What to expect from this new edition, running through 9 September across five venues

By ArtReview

Dineo Sheshee Bopape, Untitled (Of Occult Instability) [Feelings], 2016–18, bricks, light, sounds, videos, water, framed napkin, dimensions variable. Photo: Timo Ohler. Courtesy the artist Ana Mendieta, Untitled, ca. 1983–85, Ink and wash on paper, 33 × 21,3 cm, Private collection, Modena, courtesy Galleria Raffaella Cortese, Milan; Galerie Lelong & Co., New York Portia Zvavahera, Hapana Chitsva (All is Ancient), 2018, oil-based printing ink and oilstick on canvas, triptych, part III, 204 × 126 cm. Courtesy the artist and Stevenson, Cape Town/Johannesburg

The Berlin Biennale is here again, it being two years since the last one. Curated this time by Gabi Ngcobo and titled, with due credit to Tina Turner and the Mad Max franchise, We don’t need another hero, the 10th edition aims to refract our current moment of ‘collective psychosis’ while boldly promising not to give a coherent reading of it at all, or to suggest, as per the title, that anyone in particular can save us. Instead Ngcobo (supported by a curatorial team composed of Nomaduma Rosa Masilela, Serubiri Moses, Thiago de Paula Souza and Yvette Mutumba) persuasively asserts that we need ‘different configurations of knowledge and power that enable contradictions and complications’, and she’s engaged 46 artists and collectives – 74 fewer than previous curators DIS employed last time – to specify how. Among them, former ArtReview Future Great Dineo Seshee Bopape (presenting an immersive installation reflecting on trauma and the work of psychiatrist Frantz Fanon), the late Ana Mendieta (represented through her lesser-known works on paper), Portia Zvavahera (showing an epic new triptych) and Luke Willis Thompson (with works including his Turner-Prize nominated film autoportrait, 2017). 

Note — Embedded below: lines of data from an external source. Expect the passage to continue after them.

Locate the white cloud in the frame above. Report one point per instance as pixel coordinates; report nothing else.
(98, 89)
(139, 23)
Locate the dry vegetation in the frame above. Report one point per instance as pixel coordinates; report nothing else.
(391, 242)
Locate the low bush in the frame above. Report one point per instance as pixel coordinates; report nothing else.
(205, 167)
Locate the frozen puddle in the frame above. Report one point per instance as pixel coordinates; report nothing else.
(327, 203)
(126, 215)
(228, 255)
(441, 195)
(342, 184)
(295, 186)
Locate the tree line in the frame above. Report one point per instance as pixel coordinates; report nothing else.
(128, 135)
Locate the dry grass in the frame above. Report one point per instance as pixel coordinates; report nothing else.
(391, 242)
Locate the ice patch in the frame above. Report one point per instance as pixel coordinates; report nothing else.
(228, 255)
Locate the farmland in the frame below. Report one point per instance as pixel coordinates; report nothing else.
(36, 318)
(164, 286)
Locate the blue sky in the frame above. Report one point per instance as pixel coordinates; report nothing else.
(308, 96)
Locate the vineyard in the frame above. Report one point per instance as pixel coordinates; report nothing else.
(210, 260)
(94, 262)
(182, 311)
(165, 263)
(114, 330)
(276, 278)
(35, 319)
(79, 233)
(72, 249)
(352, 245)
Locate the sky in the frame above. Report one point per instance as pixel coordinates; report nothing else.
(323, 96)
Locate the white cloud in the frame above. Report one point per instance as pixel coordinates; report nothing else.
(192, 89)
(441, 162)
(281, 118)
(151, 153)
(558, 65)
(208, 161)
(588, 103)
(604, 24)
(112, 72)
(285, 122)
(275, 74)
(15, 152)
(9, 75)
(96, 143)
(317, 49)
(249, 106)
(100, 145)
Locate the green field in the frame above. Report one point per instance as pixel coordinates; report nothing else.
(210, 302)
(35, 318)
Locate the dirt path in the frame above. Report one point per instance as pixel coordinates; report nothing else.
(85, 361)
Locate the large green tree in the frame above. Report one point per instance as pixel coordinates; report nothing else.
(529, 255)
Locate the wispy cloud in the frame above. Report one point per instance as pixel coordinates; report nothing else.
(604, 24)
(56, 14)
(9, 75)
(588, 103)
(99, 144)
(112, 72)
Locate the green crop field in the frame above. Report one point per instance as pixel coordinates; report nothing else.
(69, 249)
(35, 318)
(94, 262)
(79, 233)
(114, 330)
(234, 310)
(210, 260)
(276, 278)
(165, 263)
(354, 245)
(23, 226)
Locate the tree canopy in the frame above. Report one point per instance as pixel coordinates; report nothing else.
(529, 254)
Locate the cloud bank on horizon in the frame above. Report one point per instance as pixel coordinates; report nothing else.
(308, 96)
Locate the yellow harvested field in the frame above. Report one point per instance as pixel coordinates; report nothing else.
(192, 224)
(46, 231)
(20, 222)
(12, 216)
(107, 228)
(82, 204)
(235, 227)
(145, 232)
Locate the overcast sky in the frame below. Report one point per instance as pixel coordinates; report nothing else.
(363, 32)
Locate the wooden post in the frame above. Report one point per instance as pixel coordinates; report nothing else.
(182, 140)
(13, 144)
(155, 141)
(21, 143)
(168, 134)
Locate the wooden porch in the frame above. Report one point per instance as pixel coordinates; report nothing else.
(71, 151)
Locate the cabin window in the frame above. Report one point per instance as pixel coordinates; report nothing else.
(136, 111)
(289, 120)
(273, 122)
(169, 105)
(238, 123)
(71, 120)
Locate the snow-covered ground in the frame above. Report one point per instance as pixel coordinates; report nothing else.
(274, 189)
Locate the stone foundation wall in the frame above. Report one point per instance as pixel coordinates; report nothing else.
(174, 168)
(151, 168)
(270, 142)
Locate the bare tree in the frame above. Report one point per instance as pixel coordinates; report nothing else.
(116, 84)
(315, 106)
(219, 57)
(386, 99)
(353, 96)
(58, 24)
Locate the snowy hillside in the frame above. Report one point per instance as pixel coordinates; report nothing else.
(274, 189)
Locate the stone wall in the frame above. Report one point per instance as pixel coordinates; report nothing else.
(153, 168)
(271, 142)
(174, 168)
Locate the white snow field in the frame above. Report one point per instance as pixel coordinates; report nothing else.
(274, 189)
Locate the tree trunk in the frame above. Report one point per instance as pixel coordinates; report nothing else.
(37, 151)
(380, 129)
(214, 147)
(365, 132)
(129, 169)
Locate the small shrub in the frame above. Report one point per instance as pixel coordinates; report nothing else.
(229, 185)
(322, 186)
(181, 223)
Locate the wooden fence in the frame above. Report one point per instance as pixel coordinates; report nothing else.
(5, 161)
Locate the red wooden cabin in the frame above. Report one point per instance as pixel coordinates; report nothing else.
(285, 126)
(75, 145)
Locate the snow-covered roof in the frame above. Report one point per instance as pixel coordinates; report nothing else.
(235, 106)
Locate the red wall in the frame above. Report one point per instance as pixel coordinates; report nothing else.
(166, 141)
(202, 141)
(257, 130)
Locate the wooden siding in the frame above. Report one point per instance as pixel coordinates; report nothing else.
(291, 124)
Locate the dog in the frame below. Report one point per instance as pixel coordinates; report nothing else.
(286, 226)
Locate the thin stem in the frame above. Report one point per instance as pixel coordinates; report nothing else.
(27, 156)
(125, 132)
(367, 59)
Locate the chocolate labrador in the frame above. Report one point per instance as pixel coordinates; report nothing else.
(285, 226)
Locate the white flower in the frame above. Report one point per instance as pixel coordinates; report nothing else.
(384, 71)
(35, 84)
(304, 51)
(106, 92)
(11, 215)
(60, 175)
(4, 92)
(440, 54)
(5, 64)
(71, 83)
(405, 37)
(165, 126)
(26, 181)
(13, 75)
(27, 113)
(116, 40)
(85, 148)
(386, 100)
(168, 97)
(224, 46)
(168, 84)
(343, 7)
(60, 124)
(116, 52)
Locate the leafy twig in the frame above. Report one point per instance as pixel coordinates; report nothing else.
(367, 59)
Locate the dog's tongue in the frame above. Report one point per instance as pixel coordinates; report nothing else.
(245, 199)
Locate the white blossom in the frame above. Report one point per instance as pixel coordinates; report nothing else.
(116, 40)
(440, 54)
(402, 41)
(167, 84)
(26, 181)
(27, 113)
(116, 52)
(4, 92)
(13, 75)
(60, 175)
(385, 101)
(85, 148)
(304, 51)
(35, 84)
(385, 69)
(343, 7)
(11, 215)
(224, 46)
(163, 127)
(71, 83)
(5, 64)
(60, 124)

Meanwhile, familiar venues such as the Akademie der Künste, Kunst-Werke and the Volksbühne pavilion are augmented by the ZK/U – Center for Art and Urbanistics in Moabit – where the young artists are moving to these days – as well as Kreuzberg’s HAU Hebbel am Ufer. The latter will be hosting two evenings of events looking at Kwaito, a music style that emerged out of Soweto post-Apartheid, and aptly scheduled on 15–16 June to mark the forty-second anniversary of the 1976 Soweto student uprising.

The biennale’s public programme, I’m Not Who You Think I’m Not – also pointing to ideas of refusal and negation – will kick off on the opening weekend with performances by Las Nietas de Nonó, Koleka Putuma and Sinethemba Twalo and Ismaël Imansoeradi, book and publication launches and a screening of Dineo Seshee Bopape’s latest film Title unknown at time of publication, and will continue throughout the duration of the biennale (through 9 September).